Journaliste de formation, diplômé de l’ESSTIC (promotion 1989-1990), Jacob Nguini n’a pas quitté sa terre d’adoption après son mandat municipal. Il a poursuivi son action publique en devenant responsable de la communication au Conseil Régional de l’Ouest, mettant ses compétences au service du développement de cette collectivité territoriale.

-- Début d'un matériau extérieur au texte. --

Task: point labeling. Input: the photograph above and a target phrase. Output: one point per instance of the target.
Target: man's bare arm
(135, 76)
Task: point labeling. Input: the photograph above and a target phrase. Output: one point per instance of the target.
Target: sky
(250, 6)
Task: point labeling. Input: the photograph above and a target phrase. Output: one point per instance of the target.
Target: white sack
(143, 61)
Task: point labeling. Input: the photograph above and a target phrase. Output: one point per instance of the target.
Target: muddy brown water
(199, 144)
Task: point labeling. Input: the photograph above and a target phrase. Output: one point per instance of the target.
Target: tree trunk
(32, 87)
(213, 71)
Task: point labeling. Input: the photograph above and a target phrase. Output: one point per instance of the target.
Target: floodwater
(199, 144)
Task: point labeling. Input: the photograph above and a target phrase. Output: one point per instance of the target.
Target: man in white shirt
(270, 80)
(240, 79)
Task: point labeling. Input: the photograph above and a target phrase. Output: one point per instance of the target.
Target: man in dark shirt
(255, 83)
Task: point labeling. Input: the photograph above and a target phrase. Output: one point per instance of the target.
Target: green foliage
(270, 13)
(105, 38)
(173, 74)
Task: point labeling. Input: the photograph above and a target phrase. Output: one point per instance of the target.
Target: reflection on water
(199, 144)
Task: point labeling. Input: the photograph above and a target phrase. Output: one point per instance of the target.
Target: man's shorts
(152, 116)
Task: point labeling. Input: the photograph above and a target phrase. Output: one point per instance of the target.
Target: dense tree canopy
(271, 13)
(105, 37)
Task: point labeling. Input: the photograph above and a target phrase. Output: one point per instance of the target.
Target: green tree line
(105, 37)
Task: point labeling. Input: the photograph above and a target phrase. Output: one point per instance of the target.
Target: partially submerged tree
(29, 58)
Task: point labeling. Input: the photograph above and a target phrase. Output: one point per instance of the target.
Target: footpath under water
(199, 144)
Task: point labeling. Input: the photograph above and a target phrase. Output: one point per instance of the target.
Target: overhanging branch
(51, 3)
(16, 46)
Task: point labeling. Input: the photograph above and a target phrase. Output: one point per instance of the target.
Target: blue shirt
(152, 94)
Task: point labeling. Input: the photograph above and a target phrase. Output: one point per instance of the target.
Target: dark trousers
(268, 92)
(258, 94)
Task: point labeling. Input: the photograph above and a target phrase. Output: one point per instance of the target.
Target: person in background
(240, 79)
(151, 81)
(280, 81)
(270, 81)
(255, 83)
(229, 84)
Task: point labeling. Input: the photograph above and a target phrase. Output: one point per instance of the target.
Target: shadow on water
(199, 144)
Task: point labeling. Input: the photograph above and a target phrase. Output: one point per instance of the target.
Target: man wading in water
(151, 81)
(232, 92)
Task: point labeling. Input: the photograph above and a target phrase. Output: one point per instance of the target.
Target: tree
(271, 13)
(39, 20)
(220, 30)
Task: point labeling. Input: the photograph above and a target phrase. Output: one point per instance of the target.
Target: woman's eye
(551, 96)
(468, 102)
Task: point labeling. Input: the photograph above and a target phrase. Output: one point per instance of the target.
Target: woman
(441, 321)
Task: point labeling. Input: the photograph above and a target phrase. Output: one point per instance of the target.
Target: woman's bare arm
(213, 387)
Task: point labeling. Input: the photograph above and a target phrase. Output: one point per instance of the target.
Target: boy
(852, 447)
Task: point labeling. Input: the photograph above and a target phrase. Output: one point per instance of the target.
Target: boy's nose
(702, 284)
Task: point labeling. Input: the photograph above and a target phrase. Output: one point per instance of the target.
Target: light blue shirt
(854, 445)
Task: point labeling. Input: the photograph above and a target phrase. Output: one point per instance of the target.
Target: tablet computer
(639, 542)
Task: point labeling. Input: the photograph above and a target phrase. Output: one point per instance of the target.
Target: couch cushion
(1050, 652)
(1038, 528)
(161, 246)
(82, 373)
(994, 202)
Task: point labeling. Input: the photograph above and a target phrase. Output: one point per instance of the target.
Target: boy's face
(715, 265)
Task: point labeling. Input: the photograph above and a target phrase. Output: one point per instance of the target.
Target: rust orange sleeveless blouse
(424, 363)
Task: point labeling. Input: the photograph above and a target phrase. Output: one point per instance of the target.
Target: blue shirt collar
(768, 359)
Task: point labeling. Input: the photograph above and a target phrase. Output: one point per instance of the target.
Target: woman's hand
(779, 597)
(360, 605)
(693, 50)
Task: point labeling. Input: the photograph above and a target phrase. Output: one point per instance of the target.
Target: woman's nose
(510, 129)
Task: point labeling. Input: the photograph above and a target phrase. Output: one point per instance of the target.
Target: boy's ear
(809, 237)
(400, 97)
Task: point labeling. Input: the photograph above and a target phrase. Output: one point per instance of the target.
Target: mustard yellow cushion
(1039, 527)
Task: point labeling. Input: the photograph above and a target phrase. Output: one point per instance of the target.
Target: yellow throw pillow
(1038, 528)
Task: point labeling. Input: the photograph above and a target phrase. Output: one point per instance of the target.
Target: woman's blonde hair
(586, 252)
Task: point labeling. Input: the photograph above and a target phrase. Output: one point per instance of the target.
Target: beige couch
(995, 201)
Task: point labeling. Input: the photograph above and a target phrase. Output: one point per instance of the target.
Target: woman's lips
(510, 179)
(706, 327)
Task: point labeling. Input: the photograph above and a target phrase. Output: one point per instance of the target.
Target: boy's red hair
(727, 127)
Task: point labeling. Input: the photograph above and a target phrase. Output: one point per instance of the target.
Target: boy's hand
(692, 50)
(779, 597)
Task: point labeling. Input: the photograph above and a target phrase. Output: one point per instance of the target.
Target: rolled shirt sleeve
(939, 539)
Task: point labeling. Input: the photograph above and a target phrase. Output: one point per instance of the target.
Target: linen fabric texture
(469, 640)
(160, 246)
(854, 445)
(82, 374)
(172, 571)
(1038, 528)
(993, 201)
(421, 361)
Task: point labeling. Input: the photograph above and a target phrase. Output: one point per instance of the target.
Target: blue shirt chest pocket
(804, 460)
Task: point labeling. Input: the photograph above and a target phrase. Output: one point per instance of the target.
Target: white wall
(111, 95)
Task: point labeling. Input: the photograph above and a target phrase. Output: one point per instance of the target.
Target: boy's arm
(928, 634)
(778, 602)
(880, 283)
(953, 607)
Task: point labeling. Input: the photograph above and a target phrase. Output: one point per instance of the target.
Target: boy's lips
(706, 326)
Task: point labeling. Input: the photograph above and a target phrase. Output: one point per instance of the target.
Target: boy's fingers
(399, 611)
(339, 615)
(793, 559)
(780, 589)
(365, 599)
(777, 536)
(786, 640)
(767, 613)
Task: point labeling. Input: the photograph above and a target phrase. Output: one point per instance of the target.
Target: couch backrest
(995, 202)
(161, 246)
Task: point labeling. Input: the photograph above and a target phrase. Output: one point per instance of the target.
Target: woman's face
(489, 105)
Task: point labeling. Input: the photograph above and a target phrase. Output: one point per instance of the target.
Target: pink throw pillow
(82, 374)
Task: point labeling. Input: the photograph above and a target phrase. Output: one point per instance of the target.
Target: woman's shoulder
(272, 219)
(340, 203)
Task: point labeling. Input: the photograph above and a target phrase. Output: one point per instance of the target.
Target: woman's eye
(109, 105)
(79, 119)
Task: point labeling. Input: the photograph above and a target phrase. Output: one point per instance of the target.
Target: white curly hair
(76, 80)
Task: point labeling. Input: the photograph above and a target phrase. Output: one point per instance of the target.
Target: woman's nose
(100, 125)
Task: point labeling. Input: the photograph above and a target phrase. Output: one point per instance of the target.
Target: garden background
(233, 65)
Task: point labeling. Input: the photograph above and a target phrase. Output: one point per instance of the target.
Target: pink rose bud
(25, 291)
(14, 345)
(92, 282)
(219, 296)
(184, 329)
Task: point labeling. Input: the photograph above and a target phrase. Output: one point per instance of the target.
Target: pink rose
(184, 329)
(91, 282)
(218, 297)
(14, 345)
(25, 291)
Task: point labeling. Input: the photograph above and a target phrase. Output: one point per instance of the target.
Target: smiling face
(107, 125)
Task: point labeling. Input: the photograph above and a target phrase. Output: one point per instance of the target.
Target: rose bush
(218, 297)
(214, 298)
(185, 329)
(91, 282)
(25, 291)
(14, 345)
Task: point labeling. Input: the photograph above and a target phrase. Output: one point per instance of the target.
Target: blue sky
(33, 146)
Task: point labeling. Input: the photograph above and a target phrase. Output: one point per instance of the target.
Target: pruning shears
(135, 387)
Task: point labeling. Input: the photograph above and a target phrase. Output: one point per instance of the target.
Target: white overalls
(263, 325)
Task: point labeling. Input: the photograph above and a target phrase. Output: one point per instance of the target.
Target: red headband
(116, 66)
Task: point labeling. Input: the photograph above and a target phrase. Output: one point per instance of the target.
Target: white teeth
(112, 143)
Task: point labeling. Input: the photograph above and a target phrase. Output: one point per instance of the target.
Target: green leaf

Le droit à la cité pour tous les Camerounais

Le cas de Jacob Nguini est souvent mis en avant pour contrer les discours prônant le tribalisme et le renfermement sur soi. Installé durablement à Bafoussam avec sa famille, il y a construit sa vie et celle de ses enfants, faisant de cette ville son second foyer. Son parcours rappelle une vérité essentielle : chaque citoyen a le droit inaliénable de participer à la vie politique et à la construction du pays là où il a choisi de résider.

Cette trajectoire exemplaire souligne que l’appartenance à la nation camerounaise doit primer sur les origines géographiques. En encourageant les citoyens à s’investir localement, Jacob Nguini prouve que l’unité nationale n’est pas un vain concept, mais une réalité vécue au quotidien dans les communes du Cameroun.